Given the above storing the annotations within a minidump would simplify the crash reporting flow, eliminate an additional IPC channel and greatly streamline the effort to store annotations by user code.

Plan

Annotations should be stored within the minidump and read directly from the crashed process. This requires several steps:

  • The crash annotations interface in Gecko needs to be modified so that a process can flag where its annotations are stored
  • The crash-time annotations need to be removed and replaced with regular ones
  • We need to add a mechanism to separate between the process' annotations and global ones that must be included in every crash
  • Minidump writers need to be modified to identify where the annotations are stored in a process memory, read them and write them out within the minidump
  • Finally teach the stackwalker tool to look for the annotations in the minidump and print them out

Additionally some changes will be required to Socorro on the ingestion side. Socorro currently relies on the .extra file contents for filtering. For example annotations containing the product version are used to decide if a crash is coming from a version of Firefox that is very old and thus should be dropped. If we store the annotations within the minidump we need to provide a way for Socorro to extract them without processing the full minidump, so that it can still apply its filtering rules. To this end we need to write a streamlined minidump pre-processor that only extracts this information and provides it in JSON format. This might prove useful for other types of filtering we don't currently do (such as rejecting reports caused by hardware faults or unconditionally accepting those that might indicate security-sensitive issues). The rust-minidump crate provides all the necessary functionality to write this tool.

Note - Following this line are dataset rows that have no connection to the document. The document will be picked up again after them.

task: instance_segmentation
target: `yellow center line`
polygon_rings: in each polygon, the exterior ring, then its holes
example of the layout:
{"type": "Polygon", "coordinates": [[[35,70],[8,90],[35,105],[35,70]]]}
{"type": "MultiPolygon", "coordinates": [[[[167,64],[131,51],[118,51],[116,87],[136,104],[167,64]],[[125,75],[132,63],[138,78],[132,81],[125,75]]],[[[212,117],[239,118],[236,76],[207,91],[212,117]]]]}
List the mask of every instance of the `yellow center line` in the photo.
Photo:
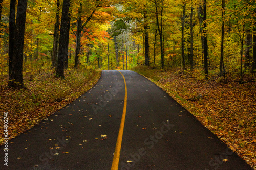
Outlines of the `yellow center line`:
{"type": "Polygon", "coordinates": [[[124,81],[124,85],[125,86],[125,95],[124,95],[124,104],[123,105],[123,114],[122,115],[122,119],[121,119],[121,124],[120,124],[119,132],[117,136],[117,140],[116,141],[116,149],[115,153],[114,153],[114,158],[112,162],[112,166],[111,170],[118,169],[118,164],[119,163],[120,152],[121,151],[121,145],[122,145],[122,140],[123,138],[123,128],[124,127],[124,122],[125,120],[125,115],[126,114],[127,108],[127,86],[125,81],[125,78],[123,75],[119,71],[123,77],[124,81]]]}

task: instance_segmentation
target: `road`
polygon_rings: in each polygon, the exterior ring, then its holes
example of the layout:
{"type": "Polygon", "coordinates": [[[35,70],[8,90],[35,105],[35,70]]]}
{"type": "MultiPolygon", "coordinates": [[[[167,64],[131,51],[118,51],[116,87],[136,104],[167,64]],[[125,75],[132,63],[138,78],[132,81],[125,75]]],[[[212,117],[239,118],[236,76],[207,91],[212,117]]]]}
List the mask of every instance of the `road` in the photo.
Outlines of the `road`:
{"type": "Polygon", "coordinates": [[[103,71],[90,90],[9,141],[8,166],[0,149],[1,169],[251,169],[167,93],[127,70],[103,71]]]}

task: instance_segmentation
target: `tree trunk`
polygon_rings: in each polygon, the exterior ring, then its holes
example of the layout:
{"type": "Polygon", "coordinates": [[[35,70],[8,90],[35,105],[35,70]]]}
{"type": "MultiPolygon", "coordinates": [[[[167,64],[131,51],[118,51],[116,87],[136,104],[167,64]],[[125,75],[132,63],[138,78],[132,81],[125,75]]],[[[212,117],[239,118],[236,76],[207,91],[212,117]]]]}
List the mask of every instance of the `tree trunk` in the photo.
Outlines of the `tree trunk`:
{"type": "Polygon", "coordinates": [[[25,88],[23,83],[23,61],[24,46],[27,0],[19,0],[17,18],[15,27],[15,40],[13,47],[12,69],[9,75],[8,87],[16,88],[25,88]],[[23,12],[20,12],[23,11],[23,12]]]}
{"type": "Polygon", "coordinates": [[[207,45],[207,37],[206,32],[206,1],[204,0],[204,17],[203,17],[203,33],[204,33],[204,74],[205,75],[205,79],[208,79],[208,45],[207,45]]]}
{"type": "Polygon", "coordinates": [[[78,18],[77,19],[77,22],[76,23],[76,54],[75,56],[75,66],[74,68],[77,68],[78,66],[79,63],[79,56],[80,52],[81,49],[81,37],[82,33],[82,18],[81,17],[81,14],[82,13],[82,4],[80,3],[80,8],[78,9],[78,18]]]}
{"type": "Polygon", "coordinates": [[[110,70],[110,44],[108,44],[108,70],[110,70]]]}
{"type": "Polygon", "coordinates": [[[244,56],[245,57],[245,61],[244,62],[245,67],[249,67],[251,61],[251,56],[250,56],[250,50],[251,46],[252,36],[249,33],[245,36],[245,48],[244,56]]]}
{"type": "Polygon", "coordinates": [[[156,44],[157,41],[157,30],[156,30],[156,31],[155,32],[155,37],[154,41],[154,65],[156,65],[156,44]]]}
{"type": "Polygon", "coordinates": [[[36,38],[36,48],[35,54],[35,60],[38,59],[38,45],[39,45],[39,38],[36,38]]]}
{"type": "Polygon", "coordinates": [[[251,72],[255,73],[256,70],[256,35],[253,35],[253,54],[251,72]]]}
{"type": "Polygon", "coordinates": [[[70,0],[64,0],[63,2],[60,33],[59,35],[59,47],[56,72],[56,77],[62,78],[65,78],[64,67],[65,60],[67,60],[68,56],[69,36],[71,19],[69,12],[70,4],[71,2],[70,0]]]}
{"type": "Polygon", "coordinates": [[[183,70],[186,69],[186,63],[185,63],[185,52],[184,52],[184,28],[185,26],[185,10],[186,9],[186,4],[184,4],[182,6],[182,22],[181,27],[181,50],[182,55],[182,66],[183,70]]]}
{"type": "Polygon", "coordinates": [[[128,68],[128,48],[127,47],[127,44],[125,44],[126,46],[126,70],[128,68]]]}
{"type": "Polygon", "coordinates": [[[114,42],[115,42],[115,48],[116,50],[116,66],[119,66],[119,59],[118,57],[118,46],[117,44],[117,40],[116,37],[114,37],[114,42]]]}
{"type": "Polygon", "coordinates": [[[9,18],[9,75],[10,79],[10,75],[12,72],[12,64],[13,54],[13,47],[14,46],[14,36],[15,29],[15,8],[16,8],[16,0],[11,0],[10,3],[10,15],[9,18]]]}
{"type": "Polygon", "coordinates": [[[0,0],[0,23],[1,22],[2,9],[3,8],[2,4],[4,0],[0,0]]]}
{"type": "Polygon", "coordinates": [[[190,13],[190,70],[194,70],[194,59],[193,59],[193,7],[191,6],[190,13]]]}
{"type": "Polygon", "coordinates": [[[56,23],[54,25],[54,34],[53,39],[53,52],[52,59],[52,66],[55,67],[58,56],[58,48],[59,46],[59,13],[60,11],[59,0],[57,0],[57,10],[56,12],[56,23]]]}
{"type": "Polygon", "coordinates": [[[161,50],[161,64],[162,66],[162,68],[163,68],[164,66],[164,54],[163,54],[163,38],[162,38],[162,33],[163,33],[163,25],[162,25],[162,16],[163,16],[163,1],[161,0],[162,7],[161,7],[161,19],[160,23],[159,24],[159,20],[158,18],[158,5],[156,1],[155,1],[155,5],[156,7],[156,17],[157,19],[157,26],[158,29],[158,32],[159,33],[159,37],[160,39],[160,50],[161,50]]]}
{"type": "Polygon", "coordinates": [[[148,36],[148,25],[147,23],[147,15],[146,11],[144,12],[144,19],[145,21],[145,26],[144,26],[144,36],[145,39],[145,65],[150,66],[150,43],[148,36]]]}
{"type": "Polygon", "coordinates": [[[221,24],[221,58],[220,62],[220,74],[221,76],[222,76],[222,68],[223,68],[224,76],[225,77],[225,68],[224,64],[224,50],[223,50],[223,44],[224,44],[224,25],[225,22],[224,21],[224,12],[225,10],[224,5],[224,0],[222,0],[222,12],[221,12],[221,18],[222,19],[222,23],[221,24]]]}
{"type": "Polygon", "coordinates": [[[89,55],[90,55],[90,50],[88,50],[87,52],[87,56],[86,56],[86,63],[88,64],[88,62],[89,61],[89,55]]]}
{"type": "Polygon", "coordinates": [[[201,34],[201,46],[202,46],[202,65],[203,66],[203,68],[204,68],[204,58],[203,58],[203,54],[204,54],[204,36],[203,35],[203,15],[204,13],[203,11],[203,8],[202,6],[200,5],[198,7],[198,20],[199,20],[199,30],[200,31],[201,34]]]}
{"type": "Polygon", "coordinates": [[[244,48],[244,34],[243,33],[242,38],[240,36],[240,41],[241,41],[241,51],[240,51],[240,82],[242,82],[243,81],[243,50],[244,48]]]}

Telemetry-based dashboards

Overview

Status: not started
Developer(s): Source code: Original source code:

Description

Rationale

Plan

Disassembly in the stack walker

Overview

Status: completed
Developer(s): cmartin
Source code: https://github.com/rust-minidump/rust-minidump
Original source code: N/A

Description

Sometimes some critical information is missing when inspecting a crash. For example crashes hitting non-canonical addresses on x86-64 don't have the real crashing address but a useless placeholder instead (see bug 1493342). In other cases such as when executing an illegal istruction we only have the address of the instruction but no idea what it was.

Rationale

To fill in the missing information in crash reports it would be useful to disassemble the crashing instruction and be able to inspect it:

  • For non-canonical addresses we could reconstruct the real crashing address from the registers and immediate values in the instructions
  • For misaligned vector accesses we could reconstruct the real crashing address from the registers and immediate values in the instructions
  • For invalid instructions we could tell if the instruction is valid and non-supported or downright invalid (in the case of a bit-flip or corrupted executable for example)
  • For privileged or unsupported instructions we'd be able to tell if it's our fault or if the machine configuration is not adequate
  • For null pointer accesses we'd be able to remove the fixed offset often applied to the pointer and make the crash more obvious (or tell it apart from bit-flips in the lower bits)
  • Hardware bugs often result in impossible crashes where the crash reason simply could not have been triggered by the faulting instruction. For example the crash reason is an invalid access but the faulting instruction is a branch, or an arithmetic operation that does not access memory. With the disassembled instruction in hand we could detect those cases and flag the crash report as suspicious.

Plan

We could integrate a disassembler such as iced in the rust-minidump stackwalker and use it to disassemble the crashing instruction. Our minidump writers usually include the memory area around the crashing instruction so we could also disassemble the entire area. We'd then use the raw result to verify and adjust the crashing address and add a human readable output of the disassembly to the JSON output so that it can be surfaced.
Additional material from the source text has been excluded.